Bancários se manifestam ao MPT contra terceirização no Santander

O Ministério Público do Trabalho (MPT) de São Paulo acionou o Sindicato dos Bancários de São Paulo, Osasco e Região para que se manifeste sobre denúncia anônima encaminhada ao MPT feita por um trabalhador do Santander que não concorda com a terceirização e com as novas condições de trabalho impostas pela F1RST, incluindo a remuneração e a representação sindical.

O Sindicato apresentou manifestação com todos os detalhes acerca da terceirização na área de tecnologia, e também inseriu neste documento informações sobre os processos de terceirização em curso através da empresas SX Negócios/Toquefale e Prospera.

A terceirização dos bancários do Santander por meio da F1RST será iniciada no dia primeiro de janeiro de 2022. Ou seja, os trabalhadores de tecnologia do banco e de algumas áreas coligadas passarão a ter a F1RST como sua empregadora já no mês que vem.

“A luta não acabou e será permanente até que os bancos interrompam e revertam este processo que representa redução salarial e precarização das relações de trabalho para os empregados”, afirma Lucimara Malaquias, coordenadora da Comissão de Organização dos Empregados do Santander e dirigente da Afubesp.

Desde agosto, o movimento sindical tenta estabelecer um processo de negociação para resolver esse conflito de forma a garantir vantagens para todos os envolvidos. Mas o Santander se recusou a negociar. Portanto, o Sindicato avalia agora os caminhos jurídicos para resolver o conflito.

É importante que os trabalhadores que passarão a ser empregados da F1RST se sindicalizem como sócios parceiros do Sindicato, porque quando mudar o CNPJ da empregadora, as sindicalizações atuais serão canceladas.
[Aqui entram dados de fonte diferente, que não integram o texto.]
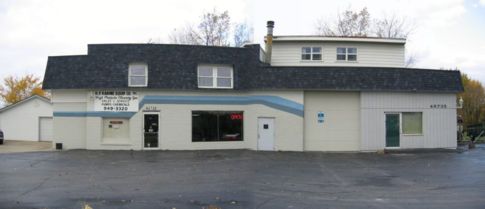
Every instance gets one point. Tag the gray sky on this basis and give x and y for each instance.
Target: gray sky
(448, 34)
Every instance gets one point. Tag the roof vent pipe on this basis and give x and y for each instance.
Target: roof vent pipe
(269, 41)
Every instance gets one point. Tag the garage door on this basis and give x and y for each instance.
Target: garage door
(45, 132)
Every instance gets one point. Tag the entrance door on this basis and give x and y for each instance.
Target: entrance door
(45, 129)
(265, 133)
(392, 130)
(150, 135)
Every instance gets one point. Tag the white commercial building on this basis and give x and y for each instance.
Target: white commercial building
(302, 93)
(27, 120)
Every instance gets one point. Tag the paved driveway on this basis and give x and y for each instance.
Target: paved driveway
(241, 179)
(10, 146)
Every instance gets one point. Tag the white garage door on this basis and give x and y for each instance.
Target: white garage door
(45, 129)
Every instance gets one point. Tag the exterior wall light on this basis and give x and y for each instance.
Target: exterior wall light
(460, 103)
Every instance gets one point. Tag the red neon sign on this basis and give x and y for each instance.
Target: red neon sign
(236, 116)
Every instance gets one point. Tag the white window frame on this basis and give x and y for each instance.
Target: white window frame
(346, 54)
(129, 75)
(214, 77)
(312, 53)
(411, 134)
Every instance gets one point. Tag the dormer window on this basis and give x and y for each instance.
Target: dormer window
(346, 54)
(215, 76)
(311, 53)
(137, 75)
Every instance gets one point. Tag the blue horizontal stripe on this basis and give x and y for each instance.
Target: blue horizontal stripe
(270, 101)
(95, 114)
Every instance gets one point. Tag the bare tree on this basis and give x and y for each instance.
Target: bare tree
(185, 35)
(242, 34)
(410, 60)
(349, 24)
(359, 24)
(213, 30)
(392, 27)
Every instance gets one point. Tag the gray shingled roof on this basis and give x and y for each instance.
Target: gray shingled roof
(175, 67)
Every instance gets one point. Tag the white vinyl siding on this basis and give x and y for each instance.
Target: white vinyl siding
(137, 75)
(369, 54)
(215, 77)
(438, 124)
(412, 123)
(311, 53)
(340, 129)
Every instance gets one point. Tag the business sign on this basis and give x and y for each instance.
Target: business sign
(320, 117)
(116, 101)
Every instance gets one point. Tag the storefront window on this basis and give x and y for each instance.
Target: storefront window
(412, 123)
(217, 126)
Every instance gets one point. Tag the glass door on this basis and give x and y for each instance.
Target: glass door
(150, 135)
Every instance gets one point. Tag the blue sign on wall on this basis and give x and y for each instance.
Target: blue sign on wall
(320, 117)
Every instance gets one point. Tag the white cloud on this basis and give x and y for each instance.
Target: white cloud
(35, 29)
(31, 30)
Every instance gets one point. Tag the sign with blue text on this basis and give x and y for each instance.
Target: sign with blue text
(116, 101)
(320, 117)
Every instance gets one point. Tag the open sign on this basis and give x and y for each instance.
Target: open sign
(236, 116)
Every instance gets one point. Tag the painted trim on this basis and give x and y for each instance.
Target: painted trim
(275, 102)
(102, 114)
(41, 98)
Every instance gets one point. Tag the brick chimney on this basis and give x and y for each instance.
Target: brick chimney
(269, 41)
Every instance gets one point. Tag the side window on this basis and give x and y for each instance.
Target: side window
(306, 53)
(311, 53)
(341, 53)
(137, 75)
(215, 77)
(352, 54)
(412, 123)
(346, 54)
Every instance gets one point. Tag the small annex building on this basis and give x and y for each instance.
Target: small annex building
(27, 120)
(300, 93)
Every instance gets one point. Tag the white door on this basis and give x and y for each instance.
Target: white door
(265, 133)
(45, 129)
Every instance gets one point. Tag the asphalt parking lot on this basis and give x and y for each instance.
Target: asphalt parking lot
(242, 179)
(11, 146)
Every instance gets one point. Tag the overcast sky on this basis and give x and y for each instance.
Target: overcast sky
(448, 33)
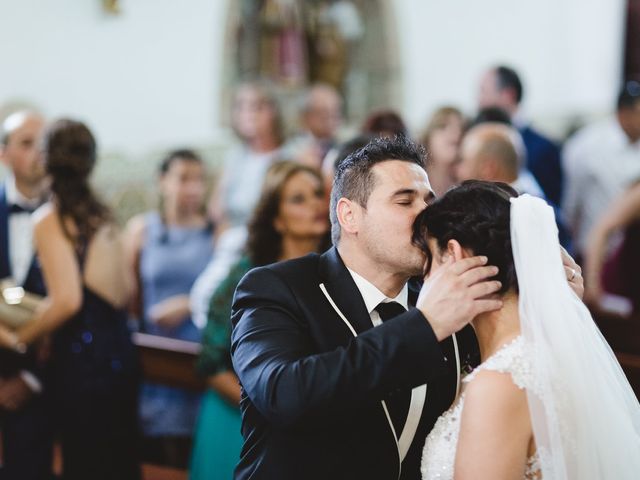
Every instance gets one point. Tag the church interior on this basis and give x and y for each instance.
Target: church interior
(188, 105)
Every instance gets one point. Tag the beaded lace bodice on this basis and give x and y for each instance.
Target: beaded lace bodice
(438, 456)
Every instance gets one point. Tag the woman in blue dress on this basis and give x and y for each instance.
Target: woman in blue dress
(94, 372)
(290, 220)
(169, 248)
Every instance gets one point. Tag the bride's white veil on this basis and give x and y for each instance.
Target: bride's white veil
(585, 416)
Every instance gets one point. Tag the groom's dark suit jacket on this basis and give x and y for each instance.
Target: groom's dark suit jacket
(311, 392)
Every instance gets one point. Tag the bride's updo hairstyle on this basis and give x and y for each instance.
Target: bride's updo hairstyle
(69, 157)
(477, 215)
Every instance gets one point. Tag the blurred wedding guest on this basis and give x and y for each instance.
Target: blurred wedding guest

“O Sindicato não desistiu dessa luta e não estão descartadas novas manifestações nos locais de trabalho. Conclamamos todos os trabalhadores do banco Santander, bancários e terceiros, a se mobilizarem contra a terceirização, pois não está descartado o avanço deste processo para outras áreas do banco, atingindo mais trabalhadores. Mas para que essa luta tenha mais força, é preciso que os trabalhadores se sindicalizem”, afirma Lucimara, que também é diretora do Sindicato.

Atuação contra terceirização

Por entender que a terceirização representa precarização do trabalho e redução salarial, o Sindicato dos Bancários e de São Paulo, Osasco e Região sempre foi radicalmente contra a terceirização, tendo promovido inúmeros protestos e atividades contra a implantação deste tipo de regime de trabalho ao longo dos últimos anos.

Estudo feito pela CUT e pelo Dieese, com base nos dados da Rais (Relação Anual de Informações Sociais), mostra que o terceirizado ganha, em média, 24,7% a menos que o empregado direto, tem carga horária 7,5% maior, permanece menos da metade do tempo do trabalhador direto no emprego e fica mais suscetível a acidentes de trabalho, visto que a cada dez acidentados, oito são funcionários indiretos.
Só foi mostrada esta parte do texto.